Kennedy Touts Lame U.S. Job Growth; Klobuchar Should Have Noticed
Yesterday's Meet The Press debate between Amy Klobuchar (D-MN) and Mark Kennedy (R-MN) was, to be kind, tepid.
Klobuchar can sit on a large lead with three weeks to go until Election Day. Kennedy has underperformed throughout the campaign, and yesterday his low-key speaking style did little to inspire.
But even though Klobuchar is nursing her lead, she should have remembered that the issues being discussed on a national news program can effect other races around the country. To that end, she should have, at the least, played fact-checker to Kennedy's spin.
Consider this argument from Kennedy:
HOST TIM RUSSERT: But, but specifically, what about rolling back the tax cut on those who make more than $200,000?
KENNEDY: We have had six million new jobs. The economy was flat on its back after 9/11. We passed tax relief to reward, and people — to let them keep more of their hard-earned money. Families, small business, those that take risk and create jobs. Six million new jobs have been created. We cannot be raising taxes, putting this economy back on its back, and also not growing jobs.
To be fair, Klobuchar wasn't given a chance to directly respond to Kennedy's comments. Russert had a back-and-forth with Kennedy, before going back to Klobuchar with a question on rolling back the Bush Administration's tax cuts for the wealtiest Americans.
But certainly, Klobuchar could have began her answer by challenging a) that 6 million new jobs is a solid performance; or b) the false logic that rolling back the tax cuts would reverse job growth.
Let's take this point by point:
We know, not from some liberal economist, but from Labor Secretary Elaine Chao, that the economy has only produced 140,000 jobs/month during the strongest period of the Bush-era economy. Economists suggest that a growing economy needs to create 150,000 jobs/month just to match population growth.
By comparison, job growth during the eight years of the Clinton presidency was 236,000/month, according to the Bureau of Labor Statistics.
So, "6 million new jobs," while a pleasing sounding number, is really not all that impressive.
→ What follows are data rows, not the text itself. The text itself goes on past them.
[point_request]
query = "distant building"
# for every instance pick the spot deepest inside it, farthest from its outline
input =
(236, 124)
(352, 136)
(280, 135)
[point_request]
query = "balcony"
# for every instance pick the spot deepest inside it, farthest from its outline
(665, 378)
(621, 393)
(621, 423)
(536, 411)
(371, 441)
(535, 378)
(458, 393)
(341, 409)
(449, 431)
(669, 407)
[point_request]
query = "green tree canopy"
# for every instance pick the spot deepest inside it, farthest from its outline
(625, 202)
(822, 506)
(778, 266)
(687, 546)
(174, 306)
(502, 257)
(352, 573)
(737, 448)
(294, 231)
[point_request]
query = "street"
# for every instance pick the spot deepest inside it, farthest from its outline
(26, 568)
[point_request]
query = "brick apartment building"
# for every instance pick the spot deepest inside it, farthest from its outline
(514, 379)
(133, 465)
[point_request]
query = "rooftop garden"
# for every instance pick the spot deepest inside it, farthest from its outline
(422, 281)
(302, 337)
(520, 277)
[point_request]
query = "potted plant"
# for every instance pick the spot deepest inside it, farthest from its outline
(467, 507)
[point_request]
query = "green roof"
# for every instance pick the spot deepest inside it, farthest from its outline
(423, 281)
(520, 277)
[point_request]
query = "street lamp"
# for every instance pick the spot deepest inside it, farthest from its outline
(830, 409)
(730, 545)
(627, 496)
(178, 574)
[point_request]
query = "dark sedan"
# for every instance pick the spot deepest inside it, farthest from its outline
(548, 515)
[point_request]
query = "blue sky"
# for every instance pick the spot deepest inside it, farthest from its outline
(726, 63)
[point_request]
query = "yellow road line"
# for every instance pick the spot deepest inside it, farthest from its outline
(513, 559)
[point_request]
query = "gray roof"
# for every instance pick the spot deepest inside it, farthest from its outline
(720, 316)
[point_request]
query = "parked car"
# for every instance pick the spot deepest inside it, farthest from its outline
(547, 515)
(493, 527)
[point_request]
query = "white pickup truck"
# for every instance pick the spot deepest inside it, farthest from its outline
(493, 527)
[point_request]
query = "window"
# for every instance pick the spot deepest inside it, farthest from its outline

Furthermore, one could ask what kinds of jobs are being created. Are they jobs that can support middle-class families, or are they primarily lower-wage jobs? Are they jobs with health care and other benefits?
Chao touted a 6% jump over five years in "overall compensation." What does that mean? First off, it means that compensation is growing at a pace of 1.2% per year. With inflation at about 3% per year, that's not "growth." That's "not keeping up with inflation." Furthermore, current compensation "growth" -- putrid as it is -- does not keep up with the compensation growth of the past seven economic growth periods.
We know that the Clinton-era job growth didn't come on the back of a humongous tax cut for the wealthy. Given the tepid job growth during the Bush era, the better plan may very well be to roll back the tax cuts -- combined with closing tax loopholes and better fiscal responsbility with regard to spending. When Clinton left office, the deficit was under control; under Bush, it isn't.
The key is that Democrats aren't saying, "tax and spend." Nor are they proposing a continuation of the Republican "spend and spend some more" philosophy. What Democrats are saying is, "let's bring some sanity back to our economy, because the enormous tax cuts for the wealthy passed during the Bush era have not, as promised, helped this economy."